Can the Theory of Moral Sentiments help heal the Conservative–Libertarian divide?
I have long been a libertarian, although the type of libertarianism that I follow has changed over time. Initially, I was a natural rights libertarian of the Nozickian type, but over time I became a consequentialist influenced by Friedrick Hayek and Richard Epstein. Over time, I also became more moderate moving from night watchmen state conception to a classical liberal position.
All of these positions more or less fall within the libertarian tradition broadly understood. But there is one issue where I believe that the tradition has not adequately taken matters into account. What does one do when others do not agree with libertarianism? Suppose that one is within a country with nonlibertarians. How should one live together?
The initial answer given by libertarians is that the people of differing views should live together and respect one another’s rights. In such a world, individual liberty allows everyone to pursue their values, and it is not necessary for one person to impose their values on others. While I find that convincing, let’s suppose that someone else does not accept the argument. They have a different understanding about the facts and/or values. They believe that free markets harm the poor and therefore should be restricted. Or they believe that people should be required to help the worse off, even if they do not want to.

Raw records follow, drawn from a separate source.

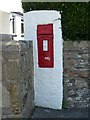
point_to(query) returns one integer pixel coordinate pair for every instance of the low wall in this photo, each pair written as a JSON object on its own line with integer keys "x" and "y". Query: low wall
{"x": 17, "y": 79}
{"x": 76, "y": 74}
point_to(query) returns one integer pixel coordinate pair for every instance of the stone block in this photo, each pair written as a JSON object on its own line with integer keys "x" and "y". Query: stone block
{"x": 83, "y": 74}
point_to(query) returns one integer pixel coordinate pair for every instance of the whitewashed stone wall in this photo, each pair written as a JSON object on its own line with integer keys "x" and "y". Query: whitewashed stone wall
{"x": 76, "y": 74}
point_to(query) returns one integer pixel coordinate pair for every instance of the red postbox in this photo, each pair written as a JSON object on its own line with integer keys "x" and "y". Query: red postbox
{"x": 45, "y": 46}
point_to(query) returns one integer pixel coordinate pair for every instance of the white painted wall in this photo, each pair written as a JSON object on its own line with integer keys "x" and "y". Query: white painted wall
{"x": 17, "y": 27}
{"x": 48, "y": 83}
{"x": 4, "y": 23}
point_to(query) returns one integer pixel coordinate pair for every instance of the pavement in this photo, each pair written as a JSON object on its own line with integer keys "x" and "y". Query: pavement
{"x": 40, "y": 112}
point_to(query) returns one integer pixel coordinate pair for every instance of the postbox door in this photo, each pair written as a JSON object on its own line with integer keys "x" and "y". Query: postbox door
{"x": 45, "y": 51}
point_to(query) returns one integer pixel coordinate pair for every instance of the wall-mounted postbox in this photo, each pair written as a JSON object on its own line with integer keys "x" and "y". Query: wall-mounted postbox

The traditional libertarian response is to say to such people, “You are wrong to coerce others, and I will not let you do so, if I can stop you.” While this is a correct response from a narrow libertarian perspective, it is not clear that it is right from the broader perspective of social morality.
I look at the issue from the perspective of a welfare consequentialist (that is, a kind of utilitarian). Under that approach, people with nonlibertarian factual beliefs or values affect what the optimal institutions should be. Imagine, as I believe, that classical liberal institutions are the optimal ones from a welfare consequentialist perspective. They produce the greatest liberty and wealth for people in the society (and other goodies as well, but I shall ignore those in this post). So, for a society of classical liberals, those institutions would clearly be the best ones.
But now introduce a significant number of modern liberals (sometimes called welfare liberals), who believe in larger government and more redistribution than classical liberals do. How does that change the analysis of the optimal institutions?
From a welfare consequentialist perspective, there are at least two important consequences of the existence of welfare liberals. First, if welfare liberals strongly dislike the classical liberal institutions, then they are far less likely to support the system. In particular, if we assume that the constitution embodies these classical liberal principles, then the welfare liberals may become alienated from the polity. A polity needs its citizens to support its institutions and if the citizens strongly oppose the policy, they may not exhibit the necessary degree of support. Thus, additional support for the laws and constitution may be derived if there is a compromise between classical liberal and modern liberal institutions.
Second, if welfare liberals strongly dislike the classical liberal institutions, this will reduce their utility from the polity. The disutility of living under institutions that one does not like counts as part of citizen welfare. And this is true even if the disliked institutions are better at generating freedom and wealth. The classical liberals may believe that the views of modern liberals are based on mistakes about how the classical liberal institutions function. Or they may believe the modern liberals are wrong about the society’s obligations to the poor. But, whatever the cause, the modern liberals will be unhappy to a certain extent.
These factors – the reduced support for the institutions modern liberals and the disutility experienced by them – are relevant to a welfare consequentialist analysis of institutions. They suggest that the optimal institutions will less classically liberal, even if we assume that classical liberal institutions objectively produce the greatest liberty and wealth.
To generalize the point, there are two sets of considerations that one should attend to in designing optimal institutions. First, one should consider whether the institutions actually produce liberty and wealth. Second, one should consider how much support they enjoy from the people who they govern. While classical liberal institutions will, in my opinion, be the best under the first consideration, that will not be the case under the second consideration if a significant percentage of the public are not classical liberals.
Some people treat this second consideration as a compromise to political legitimacy as compared to moral legitimacy. But under my consequentialist analysis here, the argument is one of moral legitimacy. Or to put the point differently, an appropriate moral analysis treats considerations that might seem to be relevant to political legitimacy as matters of moral legitimacy.